You see, it can be surprisingly challenging to commit to a specific path in the game. With most cities acting as forks in your long road, the call of adventure, to skip out on your own itinerary, is difficult to resist. I resolve to take the Trans-Siberian Railway and yet find myself on a ferry to Helsinki, and thence to the North Pole. Why? Perhaps breaking one's own rules is what freedom looks like; often in my real-life travels I've wanted to hop off to some other far-flung locale in lieu of returning home. 80 Days lets your spontaneity run wild on primitive cars, majestic ships, dinghies, dirigibles, hovercraft, trains of every vintage, and all modes of transport in between.

Last week, in reviewing Wheels of Aurelia, Leigh Alexander wrote about the particular way women experience the freedom of driving; in a curious way, 80 Days does the same thing for us with almost every other form of transport. Though the game centers on the journey of two men, and does so staggeringly well, the lavish stories that vivify the many women they meet on their travels makes it easy for me to identify with them—especially those that accompany Fogg and Passepartout for a few days or more.

There are a number of examples I could cite from the game's spiderweb storylines, of mighty travelling women for whom a ship or a balloon or a motorcar is a means of escape and survival. But one story, written by Jon Ingold and new to this update, stands out brightly.

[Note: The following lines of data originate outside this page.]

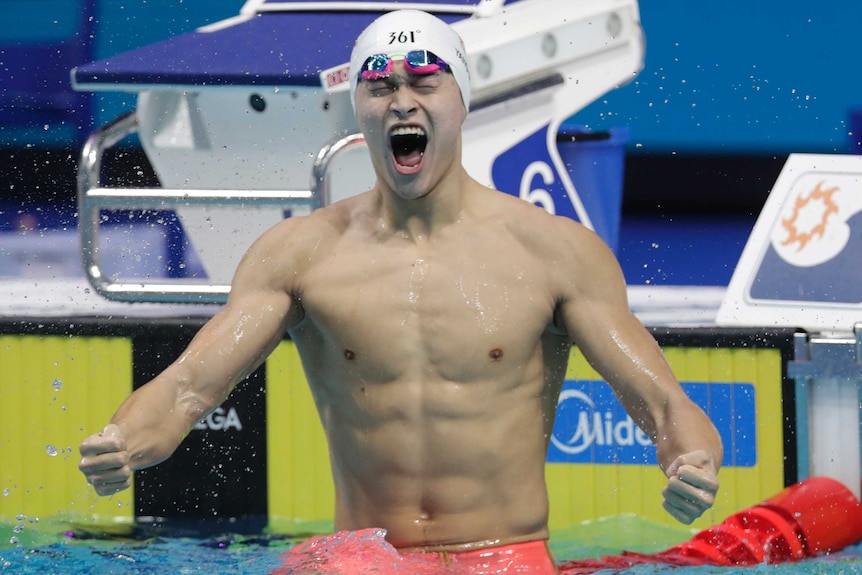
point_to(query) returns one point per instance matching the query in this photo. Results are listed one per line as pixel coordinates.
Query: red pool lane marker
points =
(816, 516)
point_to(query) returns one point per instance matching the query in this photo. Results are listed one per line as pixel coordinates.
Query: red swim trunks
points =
(367, 551)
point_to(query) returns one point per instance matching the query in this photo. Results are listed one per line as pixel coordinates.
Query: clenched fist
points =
(105, 461)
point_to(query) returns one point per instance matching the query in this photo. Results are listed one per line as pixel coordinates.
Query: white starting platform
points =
(250, 118)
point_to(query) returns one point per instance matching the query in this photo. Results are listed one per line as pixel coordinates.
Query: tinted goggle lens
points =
(423, 62)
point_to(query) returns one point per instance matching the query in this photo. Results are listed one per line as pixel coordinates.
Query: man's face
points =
(412, 125)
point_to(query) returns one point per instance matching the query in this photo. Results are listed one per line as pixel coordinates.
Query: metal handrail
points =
(92, 198)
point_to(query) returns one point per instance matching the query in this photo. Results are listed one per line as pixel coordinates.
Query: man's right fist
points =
(105, 461)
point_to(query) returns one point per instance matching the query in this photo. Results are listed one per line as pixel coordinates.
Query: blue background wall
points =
(736, 76)
(729, 88)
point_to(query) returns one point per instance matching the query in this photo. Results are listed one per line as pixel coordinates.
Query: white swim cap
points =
(404, 30)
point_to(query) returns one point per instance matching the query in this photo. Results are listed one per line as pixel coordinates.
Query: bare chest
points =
(404, 314)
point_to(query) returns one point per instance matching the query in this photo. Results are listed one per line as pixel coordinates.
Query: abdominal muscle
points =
(462, 472)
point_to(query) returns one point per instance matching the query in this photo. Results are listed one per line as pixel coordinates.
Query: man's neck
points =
(419, 218)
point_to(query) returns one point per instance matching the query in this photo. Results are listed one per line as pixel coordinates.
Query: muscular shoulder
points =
(579, 266)
(283, 253)
(552, 238)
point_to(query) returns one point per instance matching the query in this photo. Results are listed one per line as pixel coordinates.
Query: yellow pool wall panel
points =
(586, 492)
(55, 391)
(300, 487)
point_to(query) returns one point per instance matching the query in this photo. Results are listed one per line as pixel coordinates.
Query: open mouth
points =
(408, 145)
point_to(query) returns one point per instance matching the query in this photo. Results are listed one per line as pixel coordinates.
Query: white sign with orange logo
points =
(802, 265)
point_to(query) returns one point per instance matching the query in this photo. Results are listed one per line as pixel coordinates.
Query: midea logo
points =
(218, 420)
(600, 429)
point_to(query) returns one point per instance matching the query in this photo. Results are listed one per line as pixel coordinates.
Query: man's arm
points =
(594, 312)
(151, 423)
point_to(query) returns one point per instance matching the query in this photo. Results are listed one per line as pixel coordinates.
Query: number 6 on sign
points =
(538, 196)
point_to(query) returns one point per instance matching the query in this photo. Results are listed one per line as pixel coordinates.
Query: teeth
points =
(408, 131)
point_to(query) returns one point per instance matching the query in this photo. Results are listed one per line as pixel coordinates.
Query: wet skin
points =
(434, 319)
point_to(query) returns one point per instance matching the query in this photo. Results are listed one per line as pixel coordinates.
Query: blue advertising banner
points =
(592, 426)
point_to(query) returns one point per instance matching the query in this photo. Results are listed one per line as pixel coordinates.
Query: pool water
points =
(40, 552)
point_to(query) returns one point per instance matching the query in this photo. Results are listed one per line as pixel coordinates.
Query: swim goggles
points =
(421, 62)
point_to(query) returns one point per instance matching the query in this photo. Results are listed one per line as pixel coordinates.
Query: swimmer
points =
(434, 318)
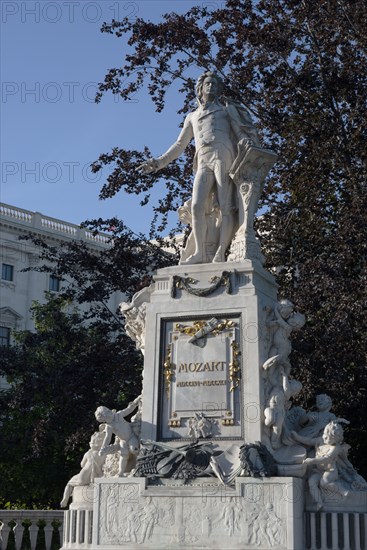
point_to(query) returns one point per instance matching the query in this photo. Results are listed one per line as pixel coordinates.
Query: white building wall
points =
(17, 296)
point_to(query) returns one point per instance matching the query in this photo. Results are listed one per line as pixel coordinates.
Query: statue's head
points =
(103, 414)
(96, 440)
(209, 78)
(333, 433)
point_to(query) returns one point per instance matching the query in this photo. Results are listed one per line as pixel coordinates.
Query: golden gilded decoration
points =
(227, 422)
(168, 368)
(172, 423)
(190, 330)
(234, 366)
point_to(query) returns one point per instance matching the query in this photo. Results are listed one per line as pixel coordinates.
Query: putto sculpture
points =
(224, 132)
(126, 437)
(92, 467)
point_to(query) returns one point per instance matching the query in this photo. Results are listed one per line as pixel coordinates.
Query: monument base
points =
(130, 513)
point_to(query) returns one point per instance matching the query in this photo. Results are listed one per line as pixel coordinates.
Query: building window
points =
(4, 336)
(54, 283)
(7, 272)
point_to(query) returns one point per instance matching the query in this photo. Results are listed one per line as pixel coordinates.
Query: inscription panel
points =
(201, 377)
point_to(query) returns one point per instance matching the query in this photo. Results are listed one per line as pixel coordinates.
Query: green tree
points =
(301, 69)
(58, 376)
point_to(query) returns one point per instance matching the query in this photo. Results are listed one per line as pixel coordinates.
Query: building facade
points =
(19, 288)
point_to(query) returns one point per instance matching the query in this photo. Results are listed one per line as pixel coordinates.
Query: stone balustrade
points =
(28, 528)
(35, 220)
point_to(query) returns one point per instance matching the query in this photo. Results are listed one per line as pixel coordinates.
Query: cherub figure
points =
(127, 441)
(92, 467)
(199, 426)
(279, 403)
(331, 472)
(317, 420)
(286, 321)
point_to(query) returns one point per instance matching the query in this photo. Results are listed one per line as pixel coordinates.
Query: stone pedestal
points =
(218, 373)
(129, 513)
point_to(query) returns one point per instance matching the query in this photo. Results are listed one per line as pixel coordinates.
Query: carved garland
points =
(198, 325)
(168, 368)
(234, 367)
(184, 283)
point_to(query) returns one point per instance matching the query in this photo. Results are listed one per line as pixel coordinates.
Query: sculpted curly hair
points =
(200, 82)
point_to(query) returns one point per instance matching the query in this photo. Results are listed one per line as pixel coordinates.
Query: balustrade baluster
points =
(18, 531)
(33, 533)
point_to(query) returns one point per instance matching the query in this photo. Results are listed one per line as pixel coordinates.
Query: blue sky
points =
(52, 56)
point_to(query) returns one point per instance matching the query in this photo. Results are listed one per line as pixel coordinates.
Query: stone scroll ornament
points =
(225, 136)
(156, 460)
(184, 283)
(135, 313)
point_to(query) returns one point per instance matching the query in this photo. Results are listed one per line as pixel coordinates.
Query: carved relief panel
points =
(201, 368)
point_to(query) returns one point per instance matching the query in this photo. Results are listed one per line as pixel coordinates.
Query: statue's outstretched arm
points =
(186, 135)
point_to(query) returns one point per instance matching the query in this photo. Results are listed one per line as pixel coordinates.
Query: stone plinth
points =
(217, 374)
(267, 513)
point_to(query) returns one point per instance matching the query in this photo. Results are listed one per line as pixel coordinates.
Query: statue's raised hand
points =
(148, 166)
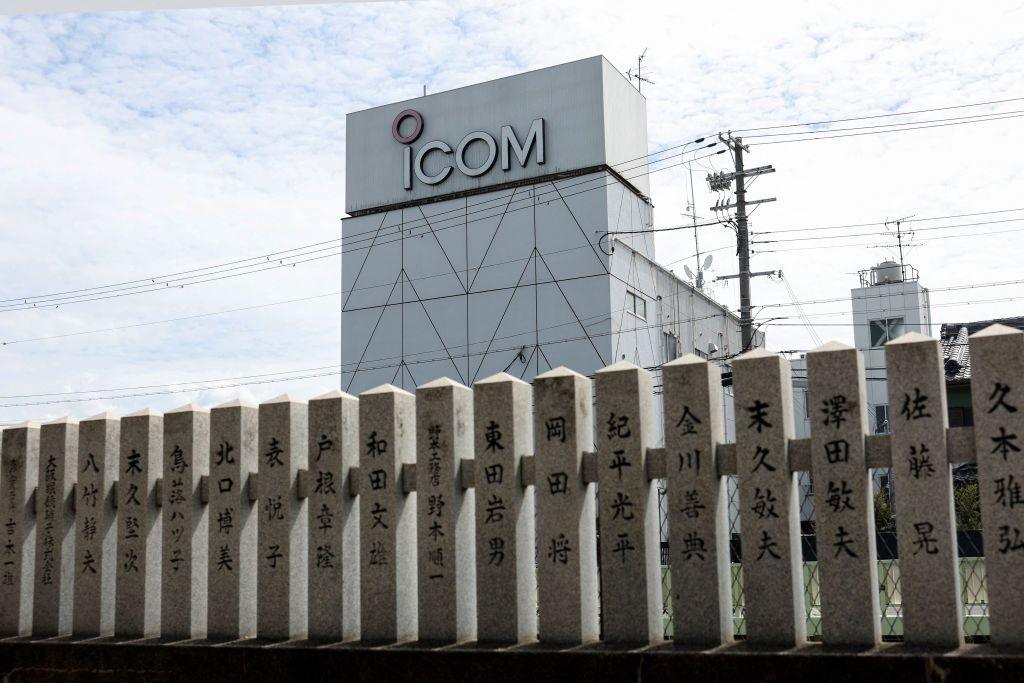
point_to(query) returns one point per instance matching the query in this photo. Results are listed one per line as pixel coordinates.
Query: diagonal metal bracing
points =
(365, 259)
(492, 242)
(374, 331)
(439, 246)
(554, 281)
(434, 327)
(501, 317)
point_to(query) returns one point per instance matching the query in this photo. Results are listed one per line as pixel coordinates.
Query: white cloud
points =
(133, 144)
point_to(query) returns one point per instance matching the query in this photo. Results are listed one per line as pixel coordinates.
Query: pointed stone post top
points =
(912, 338)
(996, 330)
(332, 394)
(498, 378)
(188, 408)
(238, 402)
(558, 373)
(105, 415)
(144, 413)
(441, 383)
(386, 388)
(66, 420)
(283, 398)
(833, 346)
(619, 367)
(688, 359)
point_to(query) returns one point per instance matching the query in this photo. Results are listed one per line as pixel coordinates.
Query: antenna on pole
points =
(638, 77)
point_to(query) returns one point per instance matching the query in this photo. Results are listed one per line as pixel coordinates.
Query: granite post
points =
(95, 536)
(926, 532)
(387, 518)
(446, 577)
(631, 567)
(698, 521)
(506, 574)
(231, 522)
(183, 586)
(334, 518)
(566, 534)
(18, 473)
(55, 541)
(136, 612)
(773, 579)
(844, 503)
(997, 397)
(282, 570)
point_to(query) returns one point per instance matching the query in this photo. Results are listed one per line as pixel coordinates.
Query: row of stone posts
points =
(459, 514)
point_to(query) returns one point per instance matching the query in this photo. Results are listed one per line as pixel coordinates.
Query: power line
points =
(882, 116)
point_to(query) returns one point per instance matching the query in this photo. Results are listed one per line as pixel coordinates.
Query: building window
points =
(671, 342)
(885, 330)
(881, 419)
(636, 304)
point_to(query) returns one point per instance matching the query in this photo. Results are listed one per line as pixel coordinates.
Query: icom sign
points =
(431, 163)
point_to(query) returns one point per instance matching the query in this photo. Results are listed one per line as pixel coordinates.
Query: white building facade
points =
(482, 238)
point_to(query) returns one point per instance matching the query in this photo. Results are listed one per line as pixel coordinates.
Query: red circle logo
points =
(407, 114)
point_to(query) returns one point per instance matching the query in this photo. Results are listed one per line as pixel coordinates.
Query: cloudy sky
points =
(137, 144)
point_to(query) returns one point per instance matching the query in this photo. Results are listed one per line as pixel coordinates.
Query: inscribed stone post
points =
(631, 571)
(231, 522)
(334, 540)
(770, 540)
(186, 443)
(136, 612)
(698, 522)
(844, 504)
(997, 396)
(446, 577)
(95, 538)
(922, 482)
(282, 568)
(55, 521)
(506, 579)
(566, 534)
(387, 519)
(18, 472)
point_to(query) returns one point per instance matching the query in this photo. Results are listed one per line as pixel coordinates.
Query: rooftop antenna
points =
(639, 79)
(898, 222)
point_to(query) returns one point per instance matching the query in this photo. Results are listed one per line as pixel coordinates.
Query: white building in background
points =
(489, 229)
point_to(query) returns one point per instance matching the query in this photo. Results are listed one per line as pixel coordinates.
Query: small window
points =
(885, 330)
(671, 342)
(636, 304)
(881, 419)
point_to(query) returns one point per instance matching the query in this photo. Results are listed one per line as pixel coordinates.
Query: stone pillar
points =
(446, 575)
(698, 521)
(387, 520)
(844, 504)
(136, 612)
(95, 538)
(997, 397)
(282, 570)
(231, 522)
(186, 442)
(565, 516)
(924, 496)
(18, 473)
(55, 519)
(334, 519)
(506, 571)
(631, 549)
(773, 580)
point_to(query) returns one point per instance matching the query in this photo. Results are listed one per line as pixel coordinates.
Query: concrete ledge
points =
(27, 660)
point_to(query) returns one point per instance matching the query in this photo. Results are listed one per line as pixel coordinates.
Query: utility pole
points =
(720, 181)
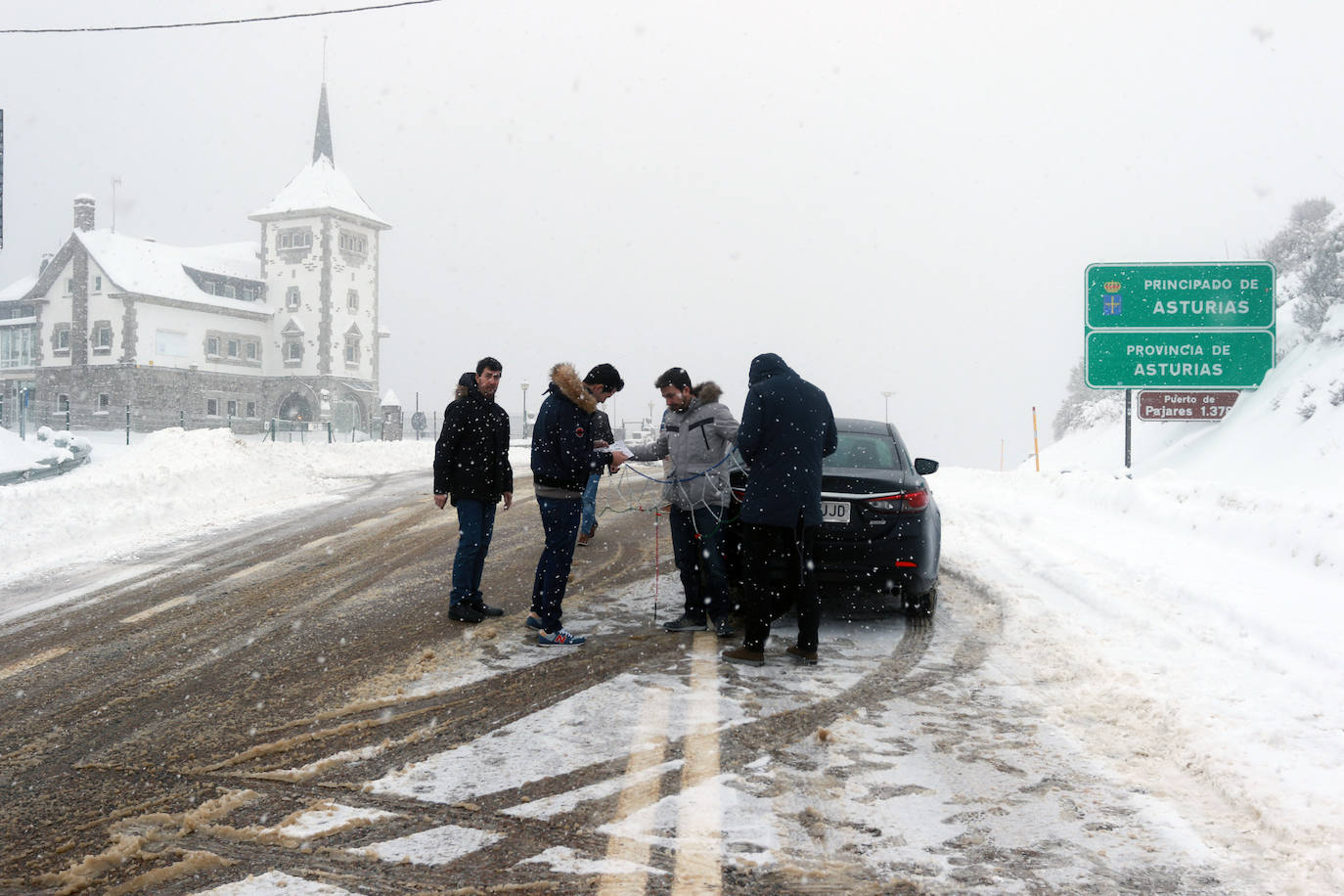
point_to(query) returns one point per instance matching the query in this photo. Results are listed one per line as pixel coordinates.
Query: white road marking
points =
(699, 853)
(23, 665)
(648, 745)
(158, 607)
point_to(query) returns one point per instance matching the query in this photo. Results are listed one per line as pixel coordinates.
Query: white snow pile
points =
(1185, 622)
(47, 449)
(175, 484)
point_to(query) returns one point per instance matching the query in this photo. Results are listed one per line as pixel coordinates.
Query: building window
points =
(17, 345)
(294, 240)
(354, 244)
(169, 342)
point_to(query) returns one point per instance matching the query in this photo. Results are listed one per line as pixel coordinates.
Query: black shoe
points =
(487, 610)
(464, 612)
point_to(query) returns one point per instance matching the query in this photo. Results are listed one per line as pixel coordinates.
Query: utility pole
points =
(114, 183)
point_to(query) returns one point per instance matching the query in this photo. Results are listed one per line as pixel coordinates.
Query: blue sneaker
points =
(560, 637)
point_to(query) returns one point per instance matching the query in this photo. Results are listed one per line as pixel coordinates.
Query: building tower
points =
(319, 258)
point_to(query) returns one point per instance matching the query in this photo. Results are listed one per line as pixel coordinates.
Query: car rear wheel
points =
(920, 606)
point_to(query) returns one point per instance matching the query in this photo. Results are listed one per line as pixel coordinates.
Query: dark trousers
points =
(474, 528)
(560, 522)
(777, 575)
(697, 547)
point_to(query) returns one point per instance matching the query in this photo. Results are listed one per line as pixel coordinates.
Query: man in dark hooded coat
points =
(471, 470)
(786, 428)
(563, 458)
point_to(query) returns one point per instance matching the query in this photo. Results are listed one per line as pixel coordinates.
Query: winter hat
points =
(605, 375)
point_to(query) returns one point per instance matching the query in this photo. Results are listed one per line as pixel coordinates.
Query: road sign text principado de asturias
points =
(1206, 326)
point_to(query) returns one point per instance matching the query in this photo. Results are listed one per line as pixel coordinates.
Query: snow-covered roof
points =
(18, 289)
(147, 267)
(320, 187)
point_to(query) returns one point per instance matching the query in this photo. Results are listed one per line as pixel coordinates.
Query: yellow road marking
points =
(23, 665)
(647, 751)
(699, 853)
(158, 607)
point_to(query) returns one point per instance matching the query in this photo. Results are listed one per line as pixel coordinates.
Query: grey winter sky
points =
(893, 197)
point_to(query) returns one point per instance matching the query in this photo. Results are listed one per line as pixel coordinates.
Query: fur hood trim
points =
(567, 383)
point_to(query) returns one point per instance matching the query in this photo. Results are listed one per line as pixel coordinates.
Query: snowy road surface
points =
(1103, 702)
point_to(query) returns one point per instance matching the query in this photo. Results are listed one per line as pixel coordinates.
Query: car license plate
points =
(834, 512)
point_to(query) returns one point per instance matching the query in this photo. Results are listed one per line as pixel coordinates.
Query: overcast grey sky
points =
(890, 195)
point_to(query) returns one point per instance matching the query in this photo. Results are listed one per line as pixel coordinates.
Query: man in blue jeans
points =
(471, 469)
(563, 458)
(696, 434)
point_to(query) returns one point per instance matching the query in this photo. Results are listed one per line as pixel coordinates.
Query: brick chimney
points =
(83, 212)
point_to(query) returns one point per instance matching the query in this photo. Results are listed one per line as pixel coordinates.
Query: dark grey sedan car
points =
(880, 527)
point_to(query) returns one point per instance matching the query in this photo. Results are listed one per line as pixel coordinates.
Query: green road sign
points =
(1200, 295)
(1181, 359)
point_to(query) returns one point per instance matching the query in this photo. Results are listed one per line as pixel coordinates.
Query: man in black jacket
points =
(786, 428)
(563, 458)
(471, 469)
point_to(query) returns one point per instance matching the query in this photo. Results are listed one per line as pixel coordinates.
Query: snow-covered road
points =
(1125, 673)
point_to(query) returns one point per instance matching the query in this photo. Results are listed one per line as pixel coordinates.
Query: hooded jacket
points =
(562, 435)
(786, 428)
(470, 457)
(696, 439)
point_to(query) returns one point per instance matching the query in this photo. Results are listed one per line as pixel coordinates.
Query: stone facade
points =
(214, 344)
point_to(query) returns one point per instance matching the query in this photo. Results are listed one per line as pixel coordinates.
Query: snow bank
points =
(173, 484)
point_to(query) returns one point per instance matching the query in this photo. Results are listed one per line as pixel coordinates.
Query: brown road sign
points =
(1185, 406)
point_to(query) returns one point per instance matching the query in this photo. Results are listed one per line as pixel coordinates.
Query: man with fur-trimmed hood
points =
(563, 457)
(696, 435)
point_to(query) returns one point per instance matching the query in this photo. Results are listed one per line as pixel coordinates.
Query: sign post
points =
(1176, 328)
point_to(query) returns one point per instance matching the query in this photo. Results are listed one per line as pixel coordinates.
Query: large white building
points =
(236, 334)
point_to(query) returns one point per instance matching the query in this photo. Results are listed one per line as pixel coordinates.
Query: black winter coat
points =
(786, 428)
(562, 435)
(470, 458)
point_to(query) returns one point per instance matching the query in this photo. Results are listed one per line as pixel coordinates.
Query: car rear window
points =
(865, 452)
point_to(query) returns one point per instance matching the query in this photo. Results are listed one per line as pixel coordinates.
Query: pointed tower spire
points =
(323, 139)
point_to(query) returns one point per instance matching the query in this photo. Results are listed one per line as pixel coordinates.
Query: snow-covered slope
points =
(1183, 621)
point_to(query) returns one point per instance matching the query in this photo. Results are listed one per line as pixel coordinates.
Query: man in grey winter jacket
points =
(696, 435)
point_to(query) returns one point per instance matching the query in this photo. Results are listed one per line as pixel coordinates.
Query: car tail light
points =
(901, 501)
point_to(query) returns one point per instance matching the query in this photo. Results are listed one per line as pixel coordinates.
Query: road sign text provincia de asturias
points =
(1204, 327)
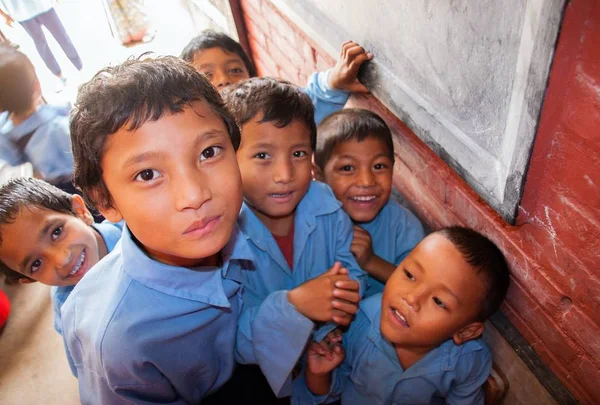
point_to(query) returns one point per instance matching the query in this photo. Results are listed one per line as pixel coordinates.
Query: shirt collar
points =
(204, 284)
(442, 358)
(313, 204)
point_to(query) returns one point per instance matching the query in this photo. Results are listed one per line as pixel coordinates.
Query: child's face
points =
(360, 175)
(276, 168)
(433, 295)
(176, 183)
(220, 67)
(51, 247)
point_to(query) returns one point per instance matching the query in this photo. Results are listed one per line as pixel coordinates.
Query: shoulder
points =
(319, 200)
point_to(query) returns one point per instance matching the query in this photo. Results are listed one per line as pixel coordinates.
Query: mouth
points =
(282, 198)
(203, 227)
(399, 318)
(79, 267)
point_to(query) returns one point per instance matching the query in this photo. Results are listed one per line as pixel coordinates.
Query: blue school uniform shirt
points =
(142, 332)
(372, 374)
(271, 332)
(49, 147)
(325, 99)
(395, 231)
(111, 233)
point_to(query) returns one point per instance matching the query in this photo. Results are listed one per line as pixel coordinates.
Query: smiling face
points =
(220, 67)
(51, 247)
(360, 175)
(276, 170)
(433, 295)
(176, 183)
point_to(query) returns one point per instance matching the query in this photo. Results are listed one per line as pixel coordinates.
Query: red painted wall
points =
(554, 249)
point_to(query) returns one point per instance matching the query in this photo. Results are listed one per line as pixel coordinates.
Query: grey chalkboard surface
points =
(467, 76)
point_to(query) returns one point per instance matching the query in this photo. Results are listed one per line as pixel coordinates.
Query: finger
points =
(350, 296)
(344, 306)
(350, 285)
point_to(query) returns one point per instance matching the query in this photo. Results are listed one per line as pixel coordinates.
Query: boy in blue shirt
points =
(355, 157)
(418, 342)
(49, 236)
(155, 320)
(223, 61)
(30, 130)
(296, 228)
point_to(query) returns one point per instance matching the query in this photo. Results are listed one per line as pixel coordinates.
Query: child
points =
(355, 157)
(224, 62)
(31, 131)
(155, 320)
(295, 227)
(418, 342)
(49, 236)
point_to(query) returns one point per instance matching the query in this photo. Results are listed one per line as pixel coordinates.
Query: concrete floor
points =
(34, 368)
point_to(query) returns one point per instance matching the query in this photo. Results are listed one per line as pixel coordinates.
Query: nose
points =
(283, 171)
(190, 190)
(365, 178)
(221, 79)
(414, 298)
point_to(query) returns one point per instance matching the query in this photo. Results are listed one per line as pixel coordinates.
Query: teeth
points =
(364, 198)
(79, 263)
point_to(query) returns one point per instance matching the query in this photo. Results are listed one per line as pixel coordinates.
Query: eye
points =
(148, 175)
(35, 266)
(300, 153)
(56, 233)
(439, 303)
(210, 152)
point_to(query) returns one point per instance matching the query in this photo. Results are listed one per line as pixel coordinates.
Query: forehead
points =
(267, 134)
(215, 56)
(445, 266)
(368, 148)
(169, 131)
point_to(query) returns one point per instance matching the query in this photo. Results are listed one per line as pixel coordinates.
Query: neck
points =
(278, 226)
(18, 118)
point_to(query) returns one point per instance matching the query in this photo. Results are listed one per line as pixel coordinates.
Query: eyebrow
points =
(444, 287)
(49, 225)
(200, 138)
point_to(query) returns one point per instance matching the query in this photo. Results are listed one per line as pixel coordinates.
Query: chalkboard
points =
(467, 76)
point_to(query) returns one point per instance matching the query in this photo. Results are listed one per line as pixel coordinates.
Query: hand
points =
(362, 247)
(330, 297)
(343, 76)
(323, 358)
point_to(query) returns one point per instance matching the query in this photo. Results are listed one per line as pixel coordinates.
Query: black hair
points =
(271, 100)
(213, 39)
(25, 193)
(489, 262)
(350, 124)
(17, 80)
(131, 94)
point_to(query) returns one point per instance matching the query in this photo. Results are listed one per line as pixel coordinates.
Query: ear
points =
(468, 332)
(80, 210)
(316, 171)
(111, 213)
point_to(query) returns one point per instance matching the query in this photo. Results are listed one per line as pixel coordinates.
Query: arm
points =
(329, 90)
(362, 249)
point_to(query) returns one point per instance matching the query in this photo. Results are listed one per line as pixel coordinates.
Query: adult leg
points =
(51, 21)
(34, 29)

If luck is with you and you find yourself a tad adventurous, you might find yourself in the company of The Black Rose, a nonpareil jewel thief who sets her sights on the mightiest prize this world has to offer. You can catch a fleeting glimpse of her on a train, shove her away from your company for the pleasure of Monsieur Fogg, or make a boon companion of her to travel the world with. The latter option will not disappoint.

For women, especially queer people and women of color, travel is the essence of precarity; it is purposeful, with each mile potentially being our last. Mission weaves a curious helix with spontaneity and adventure; travel washes away our pasts and gives us the illusion of actually being the machines that convey us to far flung destinations. The Black Rose, an elegant and cunning figure embodies this perfectly; she is the only other person in the game who travels as far and wide as Passepartout and Fogg, and who keeps up with the brisk pace of their journey.

You may find, as I did, that her purpose and her longing for the freedom of the open skies makes for much better companion than the dour Englishman who initiated this journey.

I related to her in an odd way; escaping from a hardscrabble upbringing through travel and practised elegance. What else could I do but spread my wings and take flight with her?